In March 1972, the Vietnamese launched a three-pronged invasion of the South. One NVA force swept south across the DMZ, its goal apparently the conquest of the northern provinces and the seizure of Hue. A second NVA force drove from Laos into the Central Highlands, and a third effort involved a drive from Cambodia into provinces northwest of Saigon.
Fierce fighting ensued on all three fronts, with NVA success the greatest in the northern provinces. Fighting continued until June, when the North Vietnamese began withdrawing from some of their advanced positions, still holding considerable amounts of South Vietnamese territory in the northern provinces.
On June 11, 1972, CPT Arnold Holm, pilot, PFC Wayne Bibbs, gunner, and SP4 Robin Yeakley, observer, were aboard an OH-6A observation helicopter flying from Camp Eagle to the Northern Provinces of South Vietnam on a visual reconnaissance mission. The function of their "Loach" chopper was searching out signs of the enemy around two landing zones (LZ's). The OH-6 joined with AH-1G Cobra gunships as "Pink Teams" to screen the deployment of air cavalry troops. On this day, Holm's aircraft was monitoring an ARVN team insertion.
During the mission, Holm reported that he saw enemy living quarters, bunkers, and numerous trails. On his second pass over a ridge, at about 25 feet altitude, the aircraft exploded and burned. It was reported that smoke and white phosphorous grenades began exploding before the aircraft crashed.
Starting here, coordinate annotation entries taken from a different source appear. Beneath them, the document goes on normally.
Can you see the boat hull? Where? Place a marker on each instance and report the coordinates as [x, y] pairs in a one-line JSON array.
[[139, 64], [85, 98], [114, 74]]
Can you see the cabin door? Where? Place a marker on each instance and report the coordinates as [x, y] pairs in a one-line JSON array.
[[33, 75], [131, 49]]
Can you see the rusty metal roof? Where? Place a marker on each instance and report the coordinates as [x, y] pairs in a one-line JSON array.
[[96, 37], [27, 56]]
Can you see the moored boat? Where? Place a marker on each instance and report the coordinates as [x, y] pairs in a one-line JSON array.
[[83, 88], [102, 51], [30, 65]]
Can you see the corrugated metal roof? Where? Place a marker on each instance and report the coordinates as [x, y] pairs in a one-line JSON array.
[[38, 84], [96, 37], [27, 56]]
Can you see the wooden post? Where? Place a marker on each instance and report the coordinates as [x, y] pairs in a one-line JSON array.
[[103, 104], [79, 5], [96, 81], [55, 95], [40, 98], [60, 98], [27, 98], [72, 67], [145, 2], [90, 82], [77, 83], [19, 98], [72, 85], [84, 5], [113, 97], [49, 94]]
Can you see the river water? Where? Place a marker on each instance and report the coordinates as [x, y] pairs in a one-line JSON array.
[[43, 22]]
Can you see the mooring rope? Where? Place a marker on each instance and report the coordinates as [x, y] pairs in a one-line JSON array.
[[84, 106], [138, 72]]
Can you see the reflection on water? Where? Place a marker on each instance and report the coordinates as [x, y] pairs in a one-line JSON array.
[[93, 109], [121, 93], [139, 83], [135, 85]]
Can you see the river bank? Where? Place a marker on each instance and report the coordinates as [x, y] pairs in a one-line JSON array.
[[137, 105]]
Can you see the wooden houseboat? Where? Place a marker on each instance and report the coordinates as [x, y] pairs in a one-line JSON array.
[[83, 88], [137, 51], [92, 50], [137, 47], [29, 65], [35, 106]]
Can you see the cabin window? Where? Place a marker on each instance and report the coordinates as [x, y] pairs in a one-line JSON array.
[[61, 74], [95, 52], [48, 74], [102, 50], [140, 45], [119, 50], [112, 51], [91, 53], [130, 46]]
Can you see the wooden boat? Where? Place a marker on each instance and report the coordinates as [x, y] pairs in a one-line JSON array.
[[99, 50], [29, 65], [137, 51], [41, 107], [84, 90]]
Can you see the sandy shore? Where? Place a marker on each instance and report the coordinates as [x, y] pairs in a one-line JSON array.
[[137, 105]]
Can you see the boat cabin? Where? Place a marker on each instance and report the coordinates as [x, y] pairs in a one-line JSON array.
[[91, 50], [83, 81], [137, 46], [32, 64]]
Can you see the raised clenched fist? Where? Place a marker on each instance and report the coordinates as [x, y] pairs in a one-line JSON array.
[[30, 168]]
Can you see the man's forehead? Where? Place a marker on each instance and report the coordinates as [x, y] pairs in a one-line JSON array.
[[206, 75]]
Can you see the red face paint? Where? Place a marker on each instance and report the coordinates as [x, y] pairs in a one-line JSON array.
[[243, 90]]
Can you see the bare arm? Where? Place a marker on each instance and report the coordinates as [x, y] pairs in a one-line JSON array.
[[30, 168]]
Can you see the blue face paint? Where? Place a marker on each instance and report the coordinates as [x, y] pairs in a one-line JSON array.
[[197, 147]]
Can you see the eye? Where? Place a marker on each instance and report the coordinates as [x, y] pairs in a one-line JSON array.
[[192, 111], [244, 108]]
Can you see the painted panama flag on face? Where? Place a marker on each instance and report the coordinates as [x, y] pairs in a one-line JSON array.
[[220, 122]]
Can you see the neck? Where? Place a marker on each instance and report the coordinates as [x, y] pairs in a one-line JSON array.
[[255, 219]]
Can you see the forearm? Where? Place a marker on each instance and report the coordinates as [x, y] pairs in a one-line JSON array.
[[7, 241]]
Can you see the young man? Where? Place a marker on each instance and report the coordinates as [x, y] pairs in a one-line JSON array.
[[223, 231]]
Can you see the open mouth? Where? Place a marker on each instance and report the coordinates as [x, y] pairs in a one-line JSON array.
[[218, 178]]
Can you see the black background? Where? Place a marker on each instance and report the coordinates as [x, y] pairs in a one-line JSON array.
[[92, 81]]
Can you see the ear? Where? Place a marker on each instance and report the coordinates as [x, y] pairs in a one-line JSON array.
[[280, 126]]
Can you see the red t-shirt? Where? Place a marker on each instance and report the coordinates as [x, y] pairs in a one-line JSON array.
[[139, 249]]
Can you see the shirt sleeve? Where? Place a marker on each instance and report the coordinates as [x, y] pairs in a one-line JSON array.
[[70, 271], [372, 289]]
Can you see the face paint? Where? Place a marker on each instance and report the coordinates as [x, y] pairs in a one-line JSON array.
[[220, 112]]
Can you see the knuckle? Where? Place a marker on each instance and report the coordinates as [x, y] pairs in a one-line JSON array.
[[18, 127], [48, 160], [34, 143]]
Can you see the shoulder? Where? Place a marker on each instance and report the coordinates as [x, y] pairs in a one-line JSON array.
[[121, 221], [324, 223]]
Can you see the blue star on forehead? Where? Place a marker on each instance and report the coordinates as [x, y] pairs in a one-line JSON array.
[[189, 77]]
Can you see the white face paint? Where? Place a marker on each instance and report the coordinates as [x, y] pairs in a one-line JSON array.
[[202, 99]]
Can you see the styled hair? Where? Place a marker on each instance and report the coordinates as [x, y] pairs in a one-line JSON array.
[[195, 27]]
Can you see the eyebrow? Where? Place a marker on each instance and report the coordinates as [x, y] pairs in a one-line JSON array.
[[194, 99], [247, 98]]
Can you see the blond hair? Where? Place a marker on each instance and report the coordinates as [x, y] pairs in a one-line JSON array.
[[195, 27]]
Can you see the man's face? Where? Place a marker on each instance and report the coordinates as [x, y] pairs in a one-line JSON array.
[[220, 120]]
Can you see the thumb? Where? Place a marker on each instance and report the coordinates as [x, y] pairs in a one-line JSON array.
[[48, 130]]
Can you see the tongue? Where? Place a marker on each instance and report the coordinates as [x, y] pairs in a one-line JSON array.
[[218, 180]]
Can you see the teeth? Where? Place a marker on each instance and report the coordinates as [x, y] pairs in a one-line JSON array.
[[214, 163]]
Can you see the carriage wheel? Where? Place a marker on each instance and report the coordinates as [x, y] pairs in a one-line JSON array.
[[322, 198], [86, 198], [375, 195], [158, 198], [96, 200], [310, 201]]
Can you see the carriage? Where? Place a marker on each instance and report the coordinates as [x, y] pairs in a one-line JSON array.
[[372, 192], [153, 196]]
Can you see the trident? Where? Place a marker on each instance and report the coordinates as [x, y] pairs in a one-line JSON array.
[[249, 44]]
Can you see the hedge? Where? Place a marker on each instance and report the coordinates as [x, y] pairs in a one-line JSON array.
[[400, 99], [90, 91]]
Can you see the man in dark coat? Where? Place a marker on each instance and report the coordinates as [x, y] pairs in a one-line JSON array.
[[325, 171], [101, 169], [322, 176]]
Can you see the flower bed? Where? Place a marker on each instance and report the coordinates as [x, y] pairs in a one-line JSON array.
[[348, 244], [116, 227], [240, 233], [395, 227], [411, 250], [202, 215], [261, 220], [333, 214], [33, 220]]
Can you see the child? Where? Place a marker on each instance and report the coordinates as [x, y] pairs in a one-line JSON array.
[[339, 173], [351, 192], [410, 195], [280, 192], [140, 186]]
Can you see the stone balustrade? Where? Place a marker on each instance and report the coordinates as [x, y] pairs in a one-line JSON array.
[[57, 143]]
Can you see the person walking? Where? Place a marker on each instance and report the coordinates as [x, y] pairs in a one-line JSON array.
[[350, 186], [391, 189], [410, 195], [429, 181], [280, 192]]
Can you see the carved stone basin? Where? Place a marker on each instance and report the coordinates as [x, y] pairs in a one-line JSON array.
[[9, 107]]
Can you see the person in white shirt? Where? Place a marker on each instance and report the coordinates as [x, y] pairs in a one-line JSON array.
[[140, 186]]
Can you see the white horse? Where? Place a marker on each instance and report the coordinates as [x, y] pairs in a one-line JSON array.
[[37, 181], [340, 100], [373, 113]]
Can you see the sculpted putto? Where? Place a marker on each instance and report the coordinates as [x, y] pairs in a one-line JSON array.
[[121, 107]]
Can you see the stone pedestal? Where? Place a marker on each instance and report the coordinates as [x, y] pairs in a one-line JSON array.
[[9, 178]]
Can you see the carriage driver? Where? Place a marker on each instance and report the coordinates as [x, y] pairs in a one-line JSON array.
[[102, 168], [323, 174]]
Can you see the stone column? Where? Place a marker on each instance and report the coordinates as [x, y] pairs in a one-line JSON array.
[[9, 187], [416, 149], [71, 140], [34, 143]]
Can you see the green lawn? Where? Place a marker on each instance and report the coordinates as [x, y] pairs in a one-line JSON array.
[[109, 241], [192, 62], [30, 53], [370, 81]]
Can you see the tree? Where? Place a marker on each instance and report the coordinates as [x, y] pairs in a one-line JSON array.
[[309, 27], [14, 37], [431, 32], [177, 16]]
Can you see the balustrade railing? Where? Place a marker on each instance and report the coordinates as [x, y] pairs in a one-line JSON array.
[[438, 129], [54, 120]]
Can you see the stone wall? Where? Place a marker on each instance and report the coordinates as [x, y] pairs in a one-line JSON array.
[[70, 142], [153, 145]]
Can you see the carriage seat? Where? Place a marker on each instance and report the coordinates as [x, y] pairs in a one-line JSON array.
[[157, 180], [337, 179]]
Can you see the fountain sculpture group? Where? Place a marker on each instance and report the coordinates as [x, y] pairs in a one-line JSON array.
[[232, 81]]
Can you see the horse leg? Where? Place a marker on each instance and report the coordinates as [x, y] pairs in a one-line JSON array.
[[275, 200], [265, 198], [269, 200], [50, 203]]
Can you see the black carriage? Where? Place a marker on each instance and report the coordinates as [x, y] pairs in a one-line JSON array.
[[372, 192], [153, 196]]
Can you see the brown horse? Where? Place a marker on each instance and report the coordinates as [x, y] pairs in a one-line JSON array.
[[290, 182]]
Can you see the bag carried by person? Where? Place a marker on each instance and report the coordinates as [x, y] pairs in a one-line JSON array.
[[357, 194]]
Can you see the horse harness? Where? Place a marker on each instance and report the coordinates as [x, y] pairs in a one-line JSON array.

After the aircraft impacted with the ground, it exploded again. Other aircraft in the area received heavy anti-aircraft fire. No one was seen to exit the downed helicopter, nor were emergency radio beepers detected.
Another OH-6A (tail #67-16275), crewed by 1LT James R. McQuade and SP4 James E. Hackett, tried to enter the area of the crashed OH-6A, but encountered heavy fire. McQuade's aircraft was hit, and again the onboard munitions exploded prior to ground impact. The aircraft continued to burn after impact and neither crewmen left the ship before or after the crash.
No ground search was made for survivors or remains of either aircraft because of hostile fire in the area.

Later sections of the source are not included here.